Now I live alone, so while my risk vectors are simplified, I'm more isolated than ever if the spike gets so extreme that it's unsafe to see others for a while. But I'm used to the season. After Chanukah, we all retreat to our warm little dens and bunker down through the storm. It is a time for reading, for quiet, for having an edible and listening to music alone. It is a time to indulge in things that only I enjoy. It is a time to put in less effort and be a little depressed but to not struggle against it all. A season that, by now, I know will end some time in late January or February, and so I can be content with only coworkers to talk to for a little while.

The next observance on the Hebrew calendar will be Asarah B'Tevet, which is the day which I tend to treat as my own personal TDOR to commemorate those who have been lost but their yahrzeits are not known. I mourn friends who passed due to mental illness or transphobia without leaving an exact day for when they crossed that threshold. I mourn those who went missing in wars, disasters, catastrophes, where we only know days later that they passed, or must assume it after months. It is a season for somber respect for the dead.

After that, in the cycle, is tu b'shvat. The birthday and new year for trees. I don't know how to observe it, but it tends to fall around when the post-holiday solitude begins to thaw and the numbers begin to decline again. The trees are mostly still slumbering for the winter, but it is a time to pay respects to the quiet nature. When I lived in New England, it was a time to march out into the deep forest, all sound muffled in the snow, and listen to the still quiet and the crisp cold air and simply exist on the planet on its own.
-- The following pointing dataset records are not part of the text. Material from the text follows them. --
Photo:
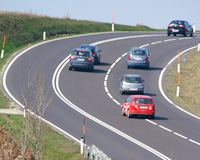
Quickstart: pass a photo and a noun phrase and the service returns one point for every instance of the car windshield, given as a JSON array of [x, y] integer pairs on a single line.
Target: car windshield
[[81, 53], [138, 52], [143, 101], [133, 80]]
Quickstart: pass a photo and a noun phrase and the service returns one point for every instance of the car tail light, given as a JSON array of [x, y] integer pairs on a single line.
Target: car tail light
[[146, 59], [151, 108], [89, 59], [124, 79], [72, 58]]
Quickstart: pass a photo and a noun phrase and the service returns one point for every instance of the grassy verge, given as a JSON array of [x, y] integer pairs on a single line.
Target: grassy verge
[[189, 97], [56, 145], [22, 30]]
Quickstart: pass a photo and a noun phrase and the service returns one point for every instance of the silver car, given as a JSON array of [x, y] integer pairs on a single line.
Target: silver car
[[131, 83], [138, 57]]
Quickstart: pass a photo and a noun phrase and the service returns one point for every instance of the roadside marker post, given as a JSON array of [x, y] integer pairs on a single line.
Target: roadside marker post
[[178, 86], [2, 52], [84, 136], [194, 28], [81, 145], [178, 66], [44, 35], [113, 29], [198, 47]]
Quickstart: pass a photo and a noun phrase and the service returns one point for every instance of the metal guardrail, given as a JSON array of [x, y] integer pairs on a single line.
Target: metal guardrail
[[92, 152]]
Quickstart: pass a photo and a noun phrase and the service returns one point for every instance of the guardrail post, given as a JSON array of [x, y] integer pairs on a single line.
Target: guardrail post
[[44, 35], [82, 145], [198, 47]]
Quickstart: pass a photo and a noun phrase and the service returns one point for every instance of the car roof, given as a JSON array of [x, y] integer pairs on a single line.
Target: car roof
[[132, 75], [77, 49], [87, 45], [136, 48], [141, 96]]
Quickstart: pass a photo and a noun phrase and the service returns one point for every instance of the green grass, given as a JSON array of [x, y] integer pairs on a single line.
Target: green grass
[[189, 97], [22, 30], [56, 145]]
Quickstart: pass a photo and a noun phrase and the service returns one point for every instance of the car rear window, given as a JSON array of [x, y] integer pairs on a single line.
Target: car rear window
[[81, 53], [143, 101], [138, 52], [133, 79], [176, 22]]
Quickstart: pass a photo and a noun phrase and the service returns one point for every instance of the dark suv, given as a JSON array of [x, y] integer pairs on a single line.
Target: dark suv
[[180, 27], [95, 52]]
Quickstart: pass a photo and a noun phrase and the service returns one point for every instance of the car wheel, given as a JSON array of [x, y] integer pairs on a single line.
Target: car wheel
[[98, 61], [121, 92], [147, 67], [128, 114], [142, 92], [152, 116], [123, 114], [91, 69]]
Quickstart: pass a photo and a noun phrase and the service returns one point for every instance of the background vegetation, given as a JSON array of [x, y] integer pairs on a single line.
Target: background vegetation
[[21, 30]]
Then the isolation thaws. I see my friends and loved ones again. The world begins to warm. By Purim, the frost is melting, and things are joyous again. Energy surges back. It becomes a time of excitement, and aspirations. Every Purim, now, too, is a new year for the plague. Another year of this world that I managed to survive. We didn't die. Let's eat.

Yes, someday, there will be warmth, and excitement, and heat. But now it is time to let the candles burn out. To let there be a season of darkness. To let there be solstice. A time of blankets and slowness. It is good for things to end, sometimes, as the seasons continue to churn. There are more seasons than the four seasons of the weather, but they are seasons none the less.

Chag Sameach. Enjoy this last day of Chanukah. Eat something fried. I'll be over here snoozing.